Saturday, September 13, 2008

Still no solution

Thai Takes
By PHILIP GOLINGAI

ON THE day the Thai government was left hanging in limbo when the Constitution Court ordered Prime Minister Samak Sundaravej to resign, Chaturon Chaisang, a politician widely respected for his democratic credentials, gave his take on the tense political situation in Thailand.

Speaking frankly, the 52-year-old Chaturon, a former deputy prime minister in Thaksin Shinawatra’s administration, painted a gloomy picture of the Thai political landscape.

Here are some excerpts from his two-hour talk at the Foreign Correspondents’ Club of Thailand in Bangkok on Tuesday evening.

On who is likely to be the People’s Power Party’s candidate for Prime Minister:

There are still many (potential leaders) but not many will last. I anticipate that in less than two months the PPP and its coalition partners, Chart Thai and Matchima Thipataya, will be dissolved and about 140 MPs will be banned from politics.

Article 237 of the constitution provides for the dissolution of a party if an executive member is found guilty of violating the election law and the party is found in complicity.

(On Thursday, the PPP picked Samak again as its prime ministerial candidate despite misgivings by some of its coalition partners, and Samak has accepted the nomination.)

On the immediate future:

Whoever becomes PM, it will not help solve the crisis. Samak’s disqualification (the avid chef was convicted and removed from office for receiving money for hosting cooking shows after he took office) is not a big deal because the problem has gone beyond that.

Even if the next PM dissolves parliament and there is an election and PPP, which Samak heads, wins, the People’s Alliance for Democracy (PAD) will still protest against that new government and continue to insist on “new politics” (where 70% of the MPs should be appointed).

Even if the Democrat party (the sole opposition party in parliament) wins the next election, the losing side will do the same thing as the PAD is doing. This is because this country is not ruled by law.

On why the PAD is allowed to occupy Government House:

There’s this logic in Thai society that once there is violence in this country, the government – especially if it is an elected government – has to take responsibility and has to go.

And the military decided to remain neutral after Samak declared a state of emergency in Bangkok on Sept 2. This is a country where an elected government does not have enough power.

On the PAD’s next move:

The PAD leaders face serious accusations, at the least illegally occupying Government House (which is the seat of the Thai government), and at the worse, treason.

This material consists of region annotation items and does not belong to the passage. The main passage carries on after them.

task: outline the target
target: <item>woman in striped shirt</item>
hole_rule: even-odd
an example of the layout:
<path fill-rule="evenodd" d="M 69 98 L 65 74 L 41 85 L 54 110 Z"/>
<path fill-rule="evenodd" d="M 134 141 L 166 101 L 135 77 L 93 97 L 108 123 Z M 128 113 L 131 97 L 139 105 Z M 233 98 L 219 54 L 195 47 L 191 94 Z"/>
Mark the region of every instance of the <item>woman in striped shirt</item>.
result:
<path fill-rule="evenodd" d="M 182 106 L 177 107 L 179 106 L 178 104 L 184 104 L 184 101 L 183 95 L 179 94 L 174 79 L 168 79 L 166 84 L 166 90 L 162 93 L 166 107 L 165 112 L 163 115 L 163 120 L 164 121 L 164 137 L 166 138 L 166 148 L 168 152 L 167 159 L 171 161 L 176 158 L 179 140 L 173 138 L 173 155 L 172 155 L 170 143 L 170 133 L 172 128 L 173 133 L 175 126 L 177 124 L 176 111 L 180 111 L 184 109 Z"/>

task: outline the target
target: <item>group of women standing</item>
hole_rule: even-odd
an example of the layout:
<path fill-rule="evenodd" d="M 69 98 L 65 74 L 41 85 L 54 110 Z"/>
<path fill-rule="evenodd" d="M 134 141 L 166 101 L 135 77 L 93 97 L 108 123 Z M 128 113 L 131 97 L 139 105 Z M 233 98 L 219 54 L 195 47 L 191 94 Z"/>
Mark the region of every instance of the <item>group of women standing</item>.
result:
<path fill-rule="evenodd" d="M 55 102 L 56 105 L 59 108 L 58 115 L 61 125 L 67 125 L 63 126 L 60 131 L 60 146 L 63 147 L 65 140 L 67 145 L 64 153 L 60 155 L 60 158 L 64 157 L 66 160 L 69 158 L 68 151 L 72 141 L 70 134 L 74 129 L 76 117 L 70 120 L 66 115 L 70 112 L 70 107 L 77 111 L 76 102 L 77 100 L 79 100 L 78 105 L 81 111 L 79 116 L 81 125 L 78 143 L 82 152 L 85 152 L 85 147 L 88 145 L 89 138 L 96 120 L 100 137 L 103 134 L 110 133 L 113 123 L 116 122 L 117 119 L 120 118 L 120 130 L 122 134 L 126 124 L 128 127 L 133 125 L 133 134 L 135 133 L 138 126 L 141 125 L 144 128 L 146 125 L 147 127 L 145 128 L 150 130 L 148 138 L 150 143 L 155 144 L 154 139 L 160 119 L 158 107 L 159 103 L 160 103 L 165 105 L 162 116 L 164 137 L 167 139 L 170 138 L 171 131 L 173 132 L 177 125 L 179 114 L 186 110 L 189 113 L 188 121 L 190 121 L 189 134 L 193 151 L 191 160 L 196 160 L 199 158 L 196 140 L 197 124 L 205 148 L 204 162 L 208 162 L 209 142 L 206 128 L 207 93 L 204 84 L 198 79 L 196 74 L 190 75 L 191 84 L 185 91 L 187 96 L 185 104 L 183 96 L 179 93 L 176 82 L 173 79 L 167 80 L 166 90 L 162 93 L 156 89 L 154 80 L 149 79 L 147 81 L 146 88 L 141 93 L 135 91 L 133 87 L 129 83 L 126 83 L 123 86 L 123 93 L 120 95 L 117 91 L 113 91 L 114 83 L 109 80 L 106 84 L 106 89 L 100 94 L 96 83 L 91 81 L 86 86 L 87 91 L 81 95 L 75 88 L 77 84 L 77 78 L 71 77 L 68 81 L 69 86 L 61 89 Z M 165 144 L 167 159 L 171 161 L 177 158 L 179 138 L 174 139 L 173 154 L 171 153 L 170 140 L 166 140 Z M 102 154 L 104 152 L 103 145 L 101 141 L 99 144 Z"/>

And if you wear a PAD hat and think (about evading prosecution), one way is to plan more turmoil. As in the past, when there was (severe) turmoil, the (leaders) were granted amnesty following a military coup.

On the root of the Thai political conflict:

The choice is between upholding electoral democracy and elected government or allowing a tiny group of people – selecting among themselves – to run the country.

On the future of Thai politics:

I don’t see any easy and quick solution because society lacks sound foundation in the ideology of democracy. The foreseeable trend is a ‘prolonged conflict’ with a high risk of violence or another coup or both which may have drastic consequences for the country.

On the Thai media and academia:

More than half the Thai media wants the PPP coalition government to fall and they do not want to report on how the rule of law is not enforced in this country.

And what the people in the rural areas (especially in the PPP strongholds in the north and northeast) are saying about the conflict is “very different” from the pro-PAD reports in some of the Thai media.

Many academics are proposing a dictatorial system. Many of them do not believe in elections. They do not believe people can make decisions through voting.

Chaturon, who headed Thaksin’s Thai Rak Thai after the 2006 coup until the Constitutional Court banned the party and 111 top executives including him, sees irony in Thai politics.

“Samak has been disqualified by the Constitution Court along with the whole Cabinet because he staged a cooking show on television while PAD leaders facing treason charges continue to occupy Government House,” he noted.

(Published in The Star on Sept 13, 2008)

1 comments:

Anonymous said...

Chaturon missed out an important part of this political circus where Thaksin's human shields in the majority of parliament are actively seeking to amend the constitution to white-wash Thaksin's crimes.